On Nov 11, 2019, at 04:11, Random832 <[email protected]> wrote:
>
> Possible alternate mechanisms:
>
> Make any such expression implicitly call a special function named e.g.
> __matrixhook__
> - called by name, so a default in builtins and one could be set locally in a
> module or imported from numpy
> - or have the special function be installable in sys.matrixhook rather than
> based on a lexically scoped special name
This could also be a use for user-defined prefixes or suffixes:
c = a[1, 2, 3]
d = a[[1,2,3],[4,5,6]]
e = [a[1,2,3], a[4,5,6]]
This looks up the installed prefix “a” and calls its handler with the stream of
tokens, or their text, or the AST subtree, or the cooked list value. There
could even be a default handler that recommends NumPy before raising the “no
installed handler” error.
Maybe you could even do this:
f = a[1,2,3]f32
… to specify the dtype as a suffix.
And if you want to reuse most of your code in Jython with a Java array library
instead of NumPy, it could install the same affix as NumPy. And if NumPy one
day goes the way of Numeric, merging with another library into something even
better, Python wouldn’t be calling an obsolete library forever, it would be
calling whatever you installed.
You can create arrays, and multidimensional arrays, and even lists of arrays,
and it all seems pretty obvious to read. And I think a prefix or suffix signals
what’s going on better than whether or not there a semicolon somewhere inside.
(If there are cases where a semicolon actually helps readability rather than
being just noise, which I think may be the case for some multidimensional
arrays, especially where one of the dimensions is 1, then that wouldn’t be too
hard to allow.)
Last time user-defined affixes were discussed a few months ago, it fizzled out.

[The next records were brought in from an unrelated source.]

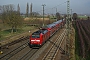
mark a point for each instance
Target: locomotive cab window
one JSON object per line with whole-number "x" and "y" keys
{"x": 35, "y": 36}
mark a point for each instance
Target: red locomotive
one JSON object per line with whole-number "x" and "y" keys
{"x": 39, "y": 37}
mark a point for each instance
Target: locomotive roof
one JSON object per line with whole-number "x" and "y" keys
{"x": 52, "y": 25}
{"x": 43, "y": 31}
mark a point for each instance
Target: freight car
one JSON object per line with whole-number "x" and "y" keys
{"x": 39, "y": 37}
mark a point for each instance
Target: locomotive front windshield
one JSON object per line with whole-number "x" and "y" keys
{"x": 36, "y": 35}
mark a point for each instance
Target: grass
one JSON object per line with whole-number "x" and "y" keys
{"x": 7, "y": 33}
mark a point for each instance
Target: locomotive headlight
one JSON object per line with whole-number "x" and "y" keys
{"x": 35, "y": 40}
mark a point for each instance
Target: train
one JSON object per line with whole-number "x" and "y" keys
{"x": 39, "y": 37}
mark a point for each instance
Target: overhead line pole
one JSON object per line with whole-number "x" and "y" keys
{"x": 43, "y": 13}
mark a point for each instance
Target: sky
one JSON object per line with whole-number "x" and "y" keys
{"x": 77, "y": 6}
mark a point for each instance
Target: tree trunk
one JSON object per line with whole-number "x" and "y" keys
{"x": 12, "y": 29}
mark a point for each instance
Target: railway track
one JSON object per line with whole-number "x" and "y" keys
{"x": 10, "y": 54}
{"x": 50, "y": 55}
{"x": 24, "y": 52}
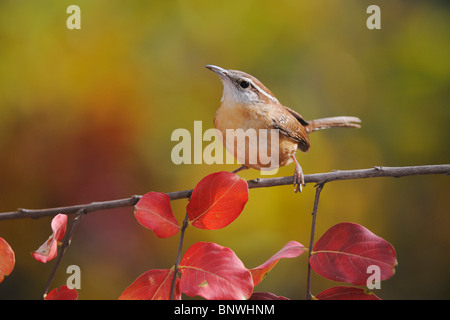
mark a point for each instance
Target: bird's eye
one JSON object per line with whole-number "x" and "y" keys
{"x": 244, "y": 84}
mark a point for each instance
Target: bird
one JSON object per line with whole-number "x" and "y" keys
{"x": 250, "y": 107}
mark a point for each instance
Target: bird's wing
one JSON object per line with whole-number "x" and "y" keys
{"x": 291, "y": 125}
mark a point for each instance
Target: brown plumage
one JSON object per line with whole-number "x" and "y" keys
{"x": 248, "y": 104}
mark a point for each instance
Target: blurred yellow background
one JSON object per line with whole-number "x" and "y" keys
{"x": 87, "y": 115}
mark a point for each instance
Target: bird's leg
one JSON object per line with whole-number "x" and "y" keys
{"x": 299, "y": 181}
{"x": 243, "y": 167}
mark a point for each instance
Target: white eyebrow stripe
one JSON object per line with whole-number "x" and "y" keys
{"x": 262, "y": 91}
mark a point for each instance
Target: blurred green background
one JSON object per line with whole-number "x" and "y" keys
{"x": 87, "y": 115}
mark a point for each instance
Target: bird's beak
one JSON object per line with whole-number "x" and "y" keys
{"x": 223, "y": 73}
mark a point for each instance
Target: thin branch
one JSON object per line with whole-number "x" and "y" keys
{"x": 319, "y": 188}
{"x": 177, "y": 263}
{"x": 375, "y": 172}
{"x": 64, "y": 246}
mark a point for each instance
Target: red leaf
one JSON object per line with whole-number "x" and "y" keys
{"x": 291, "y": 250}
{"x": 214, "y": 272}
{"x": 48, "y": 250}
{"x": 217, "y": 200}
{"x": 346, "y": 293}
{"x": 7, "y": 259}
{"x": 266, "y": 296}
{"x": 152, "y": 285}
{"x": 345, "y": 251}
{"x": 63, "y": 293}
{"x": 153, "y": 211}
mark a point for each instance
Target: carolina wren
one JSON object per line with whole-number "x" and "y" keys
{"x": 247, "y": 104}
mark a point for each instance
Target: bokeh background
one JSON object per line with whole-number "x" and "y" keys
{"x": 87, "y": 115}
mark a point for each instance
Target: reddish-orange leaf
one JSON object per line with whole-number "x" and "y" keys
{"x": 291, "y": 250}
{"x": 63, "y": 293}
{"x": 345, "y": 252}
{"x": 154, "y": 212}
{"x": 49, "y": 249}
{"x": 217, "y": 200}
{"x": 346, "y": 293}
{"x": 215, "y": 273}
{"x": 152, "y": 285}
{"x": 7, "y": 259}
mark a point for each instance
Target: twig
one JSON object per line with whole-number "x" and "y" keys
{"x": 256, "y": 183}
{"x": 319, "y": 188}
{"x": 177, "y": 263}
{"x": 64, "y": 246}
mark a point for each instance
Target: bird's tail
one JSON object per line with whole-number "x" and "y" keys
{"x": 325, "y": 123}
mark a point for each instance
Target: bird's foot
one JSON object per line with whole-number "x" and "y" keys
{"x": 299, "y": 180}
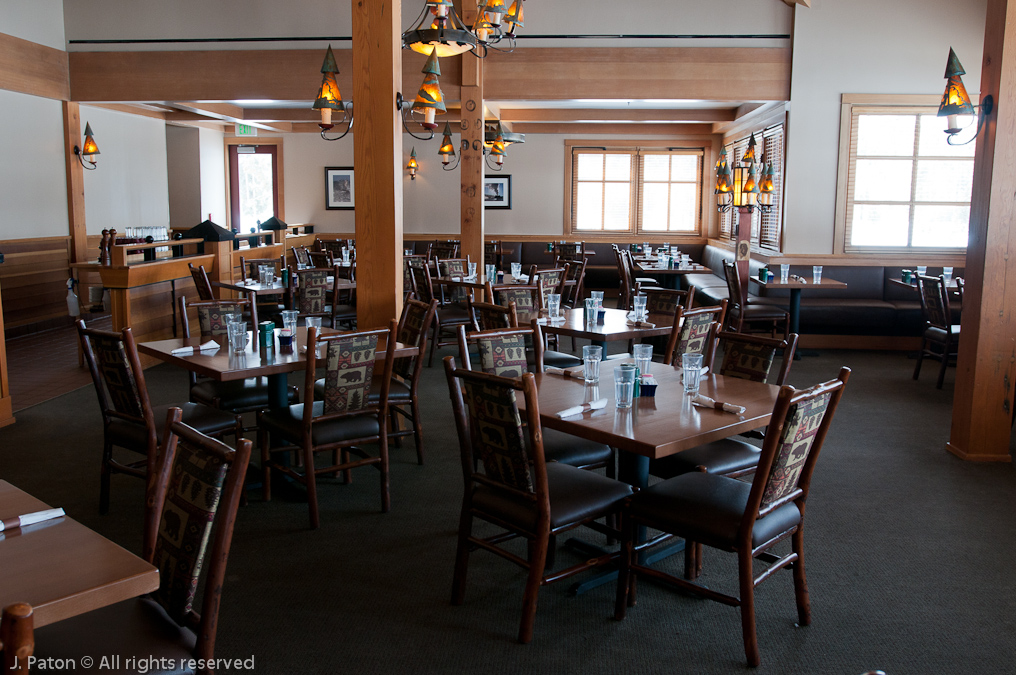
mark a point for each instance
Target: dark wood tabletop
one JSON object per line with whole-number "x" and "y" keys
{"x": 658, "y": 426}
{"x": 226, "y": 366}
{"x": 63, "y": 568}
{"x": 615, "y": 325}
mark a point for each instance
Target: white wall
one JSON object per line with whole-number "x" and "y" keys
{"x": 33, "y": 176}
{"x": 130, "y": 188}
{"x": 862, "y": 47}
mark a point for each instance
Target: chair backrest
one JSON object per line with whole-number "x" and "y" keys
{"x": 503, "y": 352}
{"x": 526, "y": 299}
{"x": 350, "y": 363}
{"x": 798, "y": 429}
{"x": 488, "y": 316}
{"x": 201, "y": 282}
{"x": 192, "y": 506}
{"x": 691, "y": 330}
{"x": 752, "y": 357}
{"x": 492, "y": 435}
{"x": 413, "y": 325}
{"x": 935, "y": 302}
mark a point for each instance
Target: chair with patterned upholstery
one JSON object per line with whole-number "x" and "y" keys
{"x": 509, "y": 484}
{"x": 691, "y": 331}
{"x": 746, "y": 518}
{"x": 744, "y": 314}
{"x": 505, "y": 353}
{"x": 188, "y": 529}
{"x": 939, "y": 328}
{"x": 129, "y": 421}
{"x": 745, "y": 357}
{"x": 343, "y": 420}
{"x": 237, "y": 396}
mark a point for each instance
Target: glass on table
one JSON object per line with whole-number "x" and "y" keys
{"x": 691, "y": 364}
{"x": 624, "y": 385}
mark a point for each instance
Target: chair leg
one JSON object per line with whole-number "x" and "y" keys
{"x": 800, "y": 580}
{"x": 747, "y": 581}
{"x": 537, "y": 559}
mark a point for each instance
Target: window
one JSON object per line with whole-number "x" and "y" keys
{"x": 636, "y": 190}
{"x": 906, "y": 188}
{"x": 766, "y": 228}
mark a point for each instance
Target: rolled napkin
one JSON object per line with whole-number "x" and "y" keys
{"x": 706, "y": 402}
{"x": 584, "y": 408}
{"x": 29, "y": 518}
{"x": 578, "y": 372}
{"x": 210, "y": 346}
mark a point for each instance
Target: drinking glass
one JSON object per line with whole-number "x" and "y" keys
{"x": 237, "y": 331}
{"x": 643, "y": 357}
{"x": 591, "y": 356}
{"x": 554, "y": 305}
{"x": 624, "y": 385}
{"x": 692, "y": 366}
{"x": 640, "y": 307}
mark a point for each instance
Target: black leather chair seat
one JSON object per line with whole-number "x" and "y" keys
{"x": 289, "y": 422}
{"x": 205, "y": 419}
{"x": 238, "y": 395}
{"x": 575, "y": 494}
{"x": 559, "y": 446}
{"x": 708, "y": 508}
{"x": 137, "y": 628}
{"x": 721, "y": 456}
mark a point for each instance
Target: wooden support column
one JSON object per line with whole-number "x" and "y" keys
{"x": 377, "y": 76}
{"x": 982, "y": 403}
{"x": 471, "y": 165}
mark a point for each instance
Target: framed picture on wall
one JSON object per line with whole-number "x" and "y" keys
{"x": 339, "y": 187}
{"x": 497, "y": 191}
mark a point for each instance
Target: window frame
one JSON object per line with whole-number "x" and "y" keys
{"x": 851, "y": 107}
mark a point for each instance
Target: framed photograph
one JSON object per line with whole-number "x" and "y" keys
{"x": 339, "y": 187}
{"x": 497, "y": 191}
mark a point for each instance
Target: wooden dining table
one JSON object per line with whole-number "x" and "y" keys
{"x": 61, "y": 567}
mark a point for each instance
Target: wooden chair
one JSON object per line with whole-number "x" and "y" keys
{"x": 237, "y": 396}
{"x": 188, "y": 529}
{"x": 517, "y": 490}
{"x": 939, "y": 328}
{"x": 691, "y": 331}
{"x": 17, "y": 640}
{"x": 343, "y": 421}
{"x": 733, "y": 515}
{"x": 129, "y": 421}
{"x": 201, "y": 283}
{"x": 742, "y": 313}
{"x": 746, "y": 357}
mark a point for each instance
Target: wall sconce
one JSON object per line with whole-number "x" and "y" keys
{"x": 86, "y": 154}
{"x": 956, "y": 102}
{"x": 330, "y": 99}
{"x": 429, "y": 101}
{"x": 447, "y": 150}
{"x": 414, "y": 166}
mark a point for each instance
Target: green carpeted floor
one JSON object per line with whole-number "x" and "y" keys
{"x": 909, "y": 555}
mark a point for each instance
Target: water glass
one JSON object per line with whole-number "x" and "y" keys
{"x": 639, "y": 301}
{"x": 554, "y": 305}
{"x": 591, "y": 356}
{"x": 237, "y": 331}
{"x": 643, "y": 358}
{"x": 624, "y": 385}
{"x": 692, "y": 366}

But that discussion was about strings primarily, numbers secondarily, with only
brief offhand mentions of container displays. It’s possible that affixing
displays would have fewer problems or read more compelling or just have an
advocate willing to push harder than with strings.
There are a couple of added issues, but neither one seems insurmountable.
First, if you go with tokens or text, a display is a stream of tokens rather
than a single one. Also, you’d have to figure out what to do about
comprehensions, because they’re (at least as far as the grammar) a kind of
display.
On the other hand, except for dtype example, you can already do all of this
exactly the same without changing Python just by using A(...) instead of
a[...], and I don’t think it looks that much worse.